Most queer R&B uses careful pronouns. It keeps things ambiguous enough that straight listeners can project themselves into the narrative. Keable doesn’t bother.
“Your fingers so deep inside my body, girl, it lingers” isn’t coded language.
Neither is “got me biting harder on your necklace, girl, just wanna thank you for your service.”
She’s addressing a woman, singing about sex with a woman, using the same explicit directness that straight R&B has claimed for decades. The difference is she’s not pretending it’s something else.
The production from Eddie Lopes, Charlie Pitts and Kent Azares gives her room to work. Drums sit back. Synths breathe.
When Keable sings “I’m tryna work out how your fingers,” then lets the line hang before finishing it, the space does the work.

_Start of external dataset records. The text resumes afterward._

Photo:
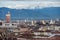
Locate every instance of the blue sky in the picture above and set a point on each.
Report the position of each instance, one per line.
(30, 4)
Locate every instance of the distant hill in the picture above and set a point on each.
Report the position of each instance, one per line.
(45, 13)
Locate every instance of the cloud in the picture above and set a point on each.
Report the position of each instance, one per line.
(28, 4)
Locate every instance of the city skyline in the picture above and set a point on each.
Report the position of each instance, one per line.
(29, 4)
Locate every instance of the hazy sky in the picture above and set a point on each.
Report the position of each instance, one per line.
(30, 4)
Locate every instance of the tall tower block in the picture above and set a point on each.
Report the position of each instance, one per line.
(8, 17)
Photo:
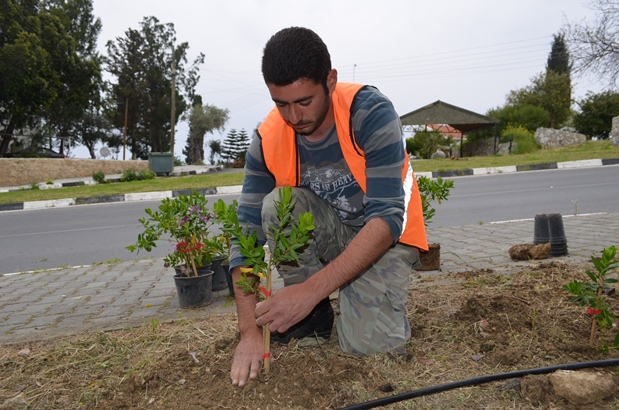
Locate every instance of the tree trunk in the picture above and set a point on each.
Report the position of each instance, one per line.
(7, 135)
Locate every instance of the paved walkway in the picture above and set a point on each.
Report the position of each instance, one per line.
(132, 293)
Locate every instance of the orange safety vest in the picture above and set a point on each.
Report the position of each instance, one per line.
(281, 157)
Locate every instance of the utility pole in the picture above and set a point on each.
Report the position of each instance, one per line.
(173, 114)
(125, 130)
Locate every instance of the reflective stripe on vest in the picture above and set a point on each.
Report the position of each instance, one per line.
(281, 158)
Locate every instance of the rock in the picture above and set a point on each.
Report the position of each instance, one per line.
(552, 138)
(528, 251)
(438, 154)
(540, 251)
(582, 387)
(535, 388)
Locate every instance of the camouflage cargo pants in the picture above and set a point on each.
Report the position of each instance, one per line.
(372, 307)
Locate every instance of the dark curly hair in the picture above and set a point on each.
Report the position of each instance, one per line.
(294, 53)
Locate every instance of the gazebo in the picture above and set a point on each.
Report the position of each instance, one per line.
(464, 121)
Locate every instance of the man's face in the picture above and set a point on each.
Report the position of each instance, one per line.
(305, 105)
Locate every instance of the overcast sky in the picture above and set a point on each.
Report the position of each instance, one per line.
(467, 53)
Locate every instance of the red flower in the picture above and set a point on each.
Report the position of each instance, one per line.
(186, 247)
(264, 291)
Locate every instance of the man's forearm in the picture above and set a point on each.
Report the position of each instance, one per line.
(245, 306)
(368, 245)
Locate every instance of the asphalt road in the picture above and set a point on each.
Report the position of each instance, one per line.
(86, 234)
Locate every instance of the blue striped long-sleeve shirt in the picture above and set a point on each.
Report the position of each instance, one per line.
(378, 133)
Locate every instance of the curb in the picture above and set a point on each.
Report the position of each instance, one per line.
(143, 196)
(236, 189)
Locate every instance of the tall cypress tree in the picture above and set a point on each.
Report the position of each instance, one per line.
(559, 57)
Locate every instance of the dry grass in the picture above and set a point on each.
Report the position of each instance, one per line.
(464, 325)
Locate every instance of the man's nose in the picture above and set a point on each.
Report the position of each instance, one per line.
(295, 115)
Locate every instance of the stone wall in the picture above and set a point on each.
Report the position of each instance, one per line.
(481, 148)
(25, 171)
(614, 132)
(552, 138)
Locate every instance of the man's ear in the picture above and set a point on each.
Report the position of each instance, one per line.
(332, 80)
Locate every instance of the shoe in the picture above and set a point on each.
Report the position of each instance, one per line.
(318, 323)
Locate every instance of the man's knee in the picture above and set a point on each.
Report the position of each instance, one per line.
(379, 329)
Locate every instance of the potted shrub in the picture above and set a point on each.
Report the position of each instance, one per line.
(432, 190)
(226, 215)
(185, 222)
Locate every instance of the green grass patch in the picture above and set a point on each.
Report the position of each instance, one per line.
(118, 188)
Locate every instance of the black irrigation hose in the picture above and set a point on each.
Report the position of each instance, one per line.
(478, 380)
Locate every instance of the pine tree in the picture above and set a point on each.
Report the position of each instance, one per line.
(234, 146)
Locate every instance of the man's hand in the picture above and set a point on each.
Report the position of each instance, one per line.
(287, 307)
(247, 359)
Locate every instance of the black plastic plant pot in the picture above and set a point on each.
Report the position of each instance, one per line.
(219, 275)
(195, 291)
(226, 268)
(549, 229)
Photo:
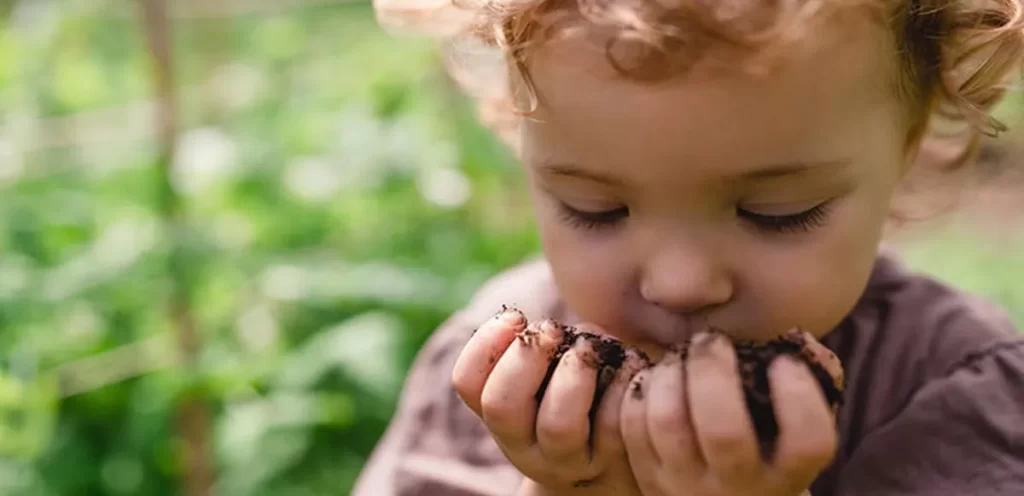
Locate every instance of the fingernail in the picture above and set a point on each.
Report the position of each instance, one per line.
(551, 328)
(788, 364)
(511, 316)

Her voice stacks harmonies that feel more like texture than decoration. It’s restraint you rarely hear anymore, where silence matters as much as sound.
What separates this from typical explicit R&B is how little Keable cares about softening it.
“Break it down, do your little dance on my body / Couple grand keep it real nasty for me” doesn’t apologise.
The BBC Sound Poll and Brit Award nominations suggest people are paying attention, but this track doesn’t sound like it was written for industry approval. It sounds like it was written for someone specific, and everyone else is just listening in.
The song appears on ACT II, the deluxe edition of her Act Right EP dropping 6 February. But the track works independently of any larger project.
Keable’s touring Blue Note Jazz Club in New York and Los Angeles this April, which tells you something about how she’s positioning herself.
Not as a pop crossover act, but as someone operating in the tradition of grown R&B that doesn’t water itself down.
UK R&B keeps producing artists like Keable who understand that specificity hits harder than universality.
The track isn’t trying to be for everyone. It’s for people who recognise what “stay down there till you’re drowning” means without needing it explained. That’s not exclusion. That’s just knowing your audience.